Property values soar for Detroit’s Black homeowners, study shows

Mayor Duggan credited the gains to city-run beautification programs and the Detroiters who stuck it out and invested in their communities

Apr 17, 2024 at 11:22 am
A map shows the percent change in new value of Black-owned homes in Detroit from 2014-2022.
A map shows the percent change in new value of Black-owned homes in Detroit from 2014-2022. Courtesy of the City of Detroit

Detroit’s economic recovery from its 2014 bankruptcy has resulted in nearly $3 billion in real estate wealth, a boon to the city’s Black and Latino homeowners, according to a new study from the University of Michigan.

Released Tuesday by the University of Michigan Poverty Solutions, the report, titled “The Growth of Housing Wealth in Detroit and its Neighborhoods: 2014-2022,” found that the largely Black homeowners in Detroit amassed $2.8 billion in added home value between 2014 and 2022, an 80% increase.

Mayor Mike Duggan credited the gains to a number of city-run beautification and blight-fighting programs, as well as the Detroiters who stuck it out and invested in their communities.

“For the past nine years, the active members of 600 organized block clubs and neighborhood associations in the city have been working to rebuild their neighborhoods,” Duggan said in a statement. “The $3 billion in new home wealth they have created and earned is a direct result of their dedication and hard work.”

The study was authored by Jeffrey D. Morenoff, a professor and associate dean at the Gerald R. Ford School of Public Policy and professor of Department of Sociology and Population Studies Center at the University of Michigan, and Kurt Metzger, demographer and founder of Data Driven Detroit.
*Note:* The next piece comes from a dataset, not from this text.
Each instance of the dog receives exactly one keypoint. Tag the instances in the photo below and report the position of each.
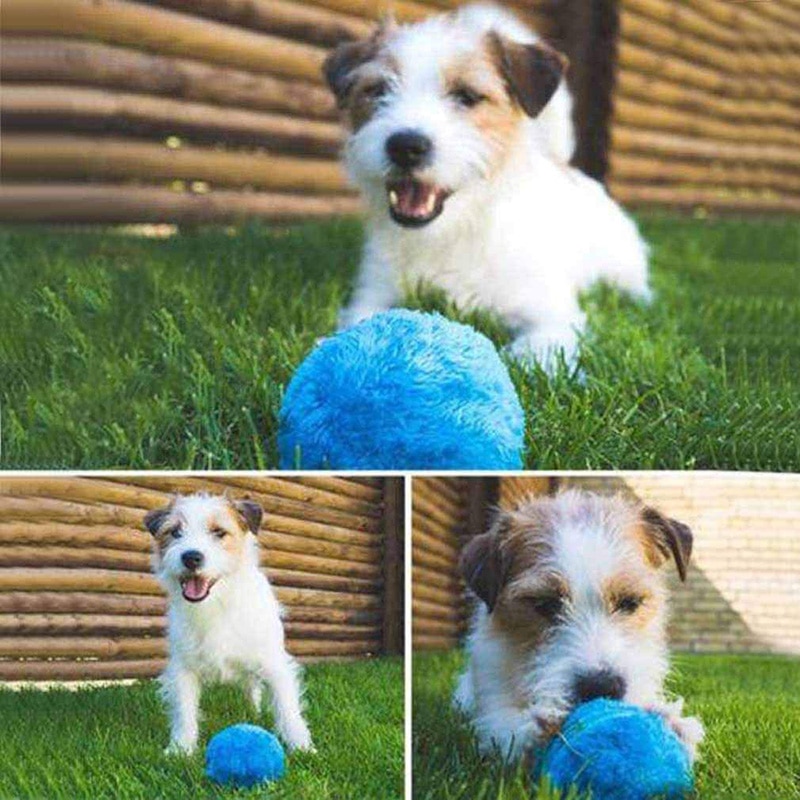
(223, 620)
(572, 606)
(459, 137)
It found that home values in Detroit grew the most from 2014 to 2022 in neighborhoods with the lowest property values and highest poverty rates in 2014.
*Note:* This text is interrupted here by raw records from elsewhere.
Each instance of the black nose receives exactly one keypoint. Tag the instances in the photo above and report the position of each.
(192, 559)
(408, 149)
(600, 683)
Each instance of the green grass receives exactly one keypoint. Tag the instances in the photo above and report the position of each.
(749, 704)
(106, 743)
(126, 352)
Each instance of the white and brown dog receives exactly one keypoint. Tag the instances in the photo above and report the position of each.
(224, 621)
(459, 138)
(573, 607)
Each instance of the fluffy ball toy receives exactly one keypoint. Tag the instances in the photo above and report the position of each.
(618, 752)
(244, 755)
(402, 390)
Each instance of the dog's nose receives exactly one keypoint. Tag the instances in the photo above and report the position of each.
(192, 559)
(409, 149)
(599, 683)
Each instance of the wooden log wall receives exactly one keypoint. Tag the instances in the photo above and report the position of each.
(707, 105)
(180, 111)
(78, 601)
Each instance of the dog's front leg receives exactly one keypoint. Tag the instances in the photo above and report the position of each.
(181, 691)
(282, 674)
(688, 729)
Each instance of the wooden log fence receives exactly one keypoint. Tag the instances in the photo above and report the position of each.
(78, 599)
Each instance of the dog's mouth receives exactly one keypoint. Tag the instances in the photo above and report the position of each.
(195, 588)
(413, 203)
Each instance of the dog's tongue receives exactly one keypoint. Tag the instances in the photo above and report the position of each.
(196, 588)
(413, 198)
According to the study, the net value of all owner-occupied homes increased from $4.2 billion in 2014 to $8.1 billion in 2022, a 94% increase. It estimates Black homeowners realized the vast majority of gains, but that the largely Latino neighborhoods in Southwest Detroit experienced some of the largest increases in home values over the same period, too.

For example, in the Condon neighborhood in Southwest Detroit, the average home sale price in 2014 was about $7,500. By 2022, the price rose to more than $71,000 — an 853% increase.
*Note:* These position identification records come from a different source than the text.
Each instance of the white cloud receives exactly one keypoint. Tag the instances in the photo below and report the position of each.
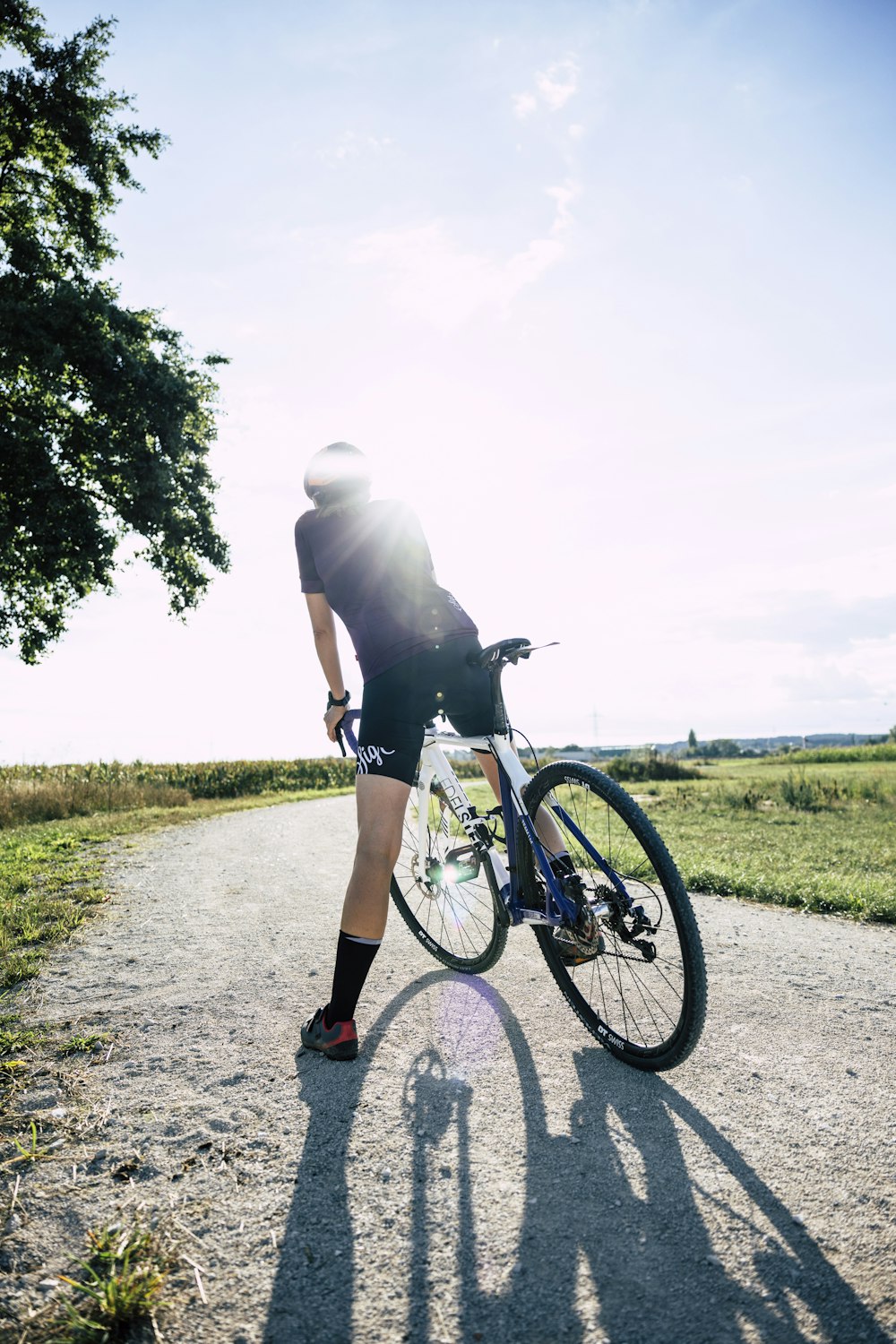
(430, 277)
(557, 82)
(524, 104)
(354, 145)
(554, 89)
Neighborhoods like Jefferson/Mack, Kettering, Springwells, and Davison saw increases of 300% or more.

The study also found that the real estate growth was dispersed across the city, not just concentrated in Midtown and downtown, where much tax-subsidized corporate investment has occurred over the past decade.

“There has been a huge shift for the better in Detroit’s home values, driven largely by the improvements being made in neighborhoods,” Ken Scott, president of the Greater Detroit Realtist Association and Detroit Association of Realtors, said in a statement. “My [fellow] realtors and I have been seeing this shift for years. Black owned homes are rising in value and Black families are gaining the most family wealth. And while home values have risen dramatically, there is a lot of growth yet to come. Detroit homes are beautiful and dollar-for-dollar still a great value.”

Scott credited programs like Detroit’s Down Payment Assistance Program with creating nearly 500 new homeowners in Detroit, most of them Black. Census data from 2022 shows that a narrow majority of Detroiters now own homes as opposed to renting.

Still, Detroit’s real estate boom is not without its problems. Black residents are still denied mortgages at a higher rate than white applicants, and a study by the University of Chicago’s Harris School of Public Policy found that Detroit illegally and disproportionately overtaxed homes worth less than $35,000.

Last month, Detroit City Council unanimously passed a resolution calling for a moratorium on owner-occupied foreclosures on houses valued at less than $30,000, a move that was rejected by the Wayne County Treasurer.

And Census data shows that since the turn of the century, Detroit has lost nearly 300,000 Black residents — more than any other U.S. city.